For three hours plans were discussed, and it was finally determined to go to work with shovels and picks, but not until after Christmas. Our caravan included a blacksmith's forge, also a regular wrecking outfit, and in a short time big wooden shovels were made from blocks of pine with handles stoutly attached with iron bands.

The cook was a youth of twenty and had all the enthusiasm of the adventurer. He had spent a year on a whaler and knew what it meant to drift in the ice north of Point Barrow. This present situation, he said, was a picnic; so was the one in the Arctic. It couldn't be so bad that he wished to be snuggled away in a feather bed somewhere east of the Missouri River. That would be too ordinary.

"If I could sit down to a table at the best hotel in the land," he said, "I'd prefer to eat the dinner that I'm going to cook for you fellows tomorrow."

Williams sneered. "Yes," he said, "we put old Tex (a long-horn bull) out of his starving misery and the boys have found his liver to be O. K. Maybe you can give us a liver pie."

"I'll do better than that," said the boy; "I'll not only give you a beef stew, but a pudding that you can't buy outside of London or Liverpool—a plum duff—and a cake. Old Tex will also be on the menu in several places, for his tenderloin looks good, and there are a few steaks which, when properly treated with a maul on the top of a stump, will be as good as you will get in a 'Frisco water front lodging, and better than any of you fellows have had since we hit the drifts."

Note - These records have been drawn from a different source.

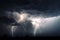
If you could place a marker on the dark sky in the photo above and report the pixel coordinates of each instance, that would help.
(49, 7)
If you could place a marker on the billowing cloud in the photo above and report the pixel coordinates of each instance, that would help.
(38, 22)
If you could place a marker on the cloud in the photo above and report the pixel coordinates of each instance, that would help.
(40, 23)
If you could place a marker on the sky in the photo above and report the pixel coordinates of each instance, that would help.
(23, 14)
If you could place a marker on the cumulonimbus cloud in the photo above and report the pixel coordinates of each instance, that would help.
(36, 21)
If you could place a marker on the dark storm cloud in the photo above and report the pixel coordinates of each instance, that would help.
(46, 7)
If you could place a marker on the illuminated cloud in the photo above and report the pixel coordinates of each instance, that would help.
(37, 22)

I have eaten meals that mother used to cook, I've been famished during a sea voyage, and devoured a Norwegian sailor's pea soup; I've participated in several real banquets in New York; I've dined at Delmonico's and at Sherry's, at Young's in Boston, and I've feasted in a circus cook tent; but my Christmas dinner in the foothills of Wyoming in 1874, under the circumstances I have but faintly described, still is a fond memory and holds the record as the best meal I ever ate. It was as follows:

MENU

Marrowbone Soup—"Tex" Water Cress
Beef Stew—"Tex"
Hamburg Steak—"Tex"
Planked Porterhouse Steak—"Tex"
Tenderloin Steak-"Tex" Roast Beef—"Tex"
Corn Bread Wheat Bread
English Plum Pudding—Hard and Soft Sauce
Raisins Cake Coffee Tea
(No butter or milk) (Lots of salt and pepper)

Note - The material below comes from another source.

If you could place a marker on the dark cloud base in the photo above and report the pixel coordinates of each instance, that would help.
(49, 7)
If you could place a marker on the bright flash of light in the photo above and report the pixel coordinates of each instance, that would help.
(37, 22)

The corn bread was made from meal milled by the cook from shelled corn in the cargo. The "plums" were raisins, of which the cook had a few pounds. He used wheat flour, baking powder and grease saved from the final ration of the bacon which gave out a week before Christmas. The hard sauce was made with sugar and grease and a flavoring extract. The soft or liquid sauce contained a "remedy" requisitioned from a homeopathic quantity found in the wagon-boss' medicine chest—a few spoonfuls of brandy. The watercress was found two miles away at a spring. The boys called it "pepper grass." There it was fresh and green, protected by spring water which never freezes, and in some places it was peeping out from the edge of the snow at the brookside.

And now about whisky. There were sixty men in this camp, and in one of the big wagons were three barrels of whisky, but it belonged to the post trader at Fort Fetterman, and it was a tradition not even broken on this exceptional passage from Medicine Bow on the U. P. to Fort Fetterman on the North Platte that a consignment of hard liquor was as safe in a bull train as it would be anywhere on earth, and that it would reach its destination untouched. Few men drank intoxicants on these trips. It was a crime to be found with whisky, punishable by banishment from camp, and that might have meant death. But at both ends of the journey—that's another story.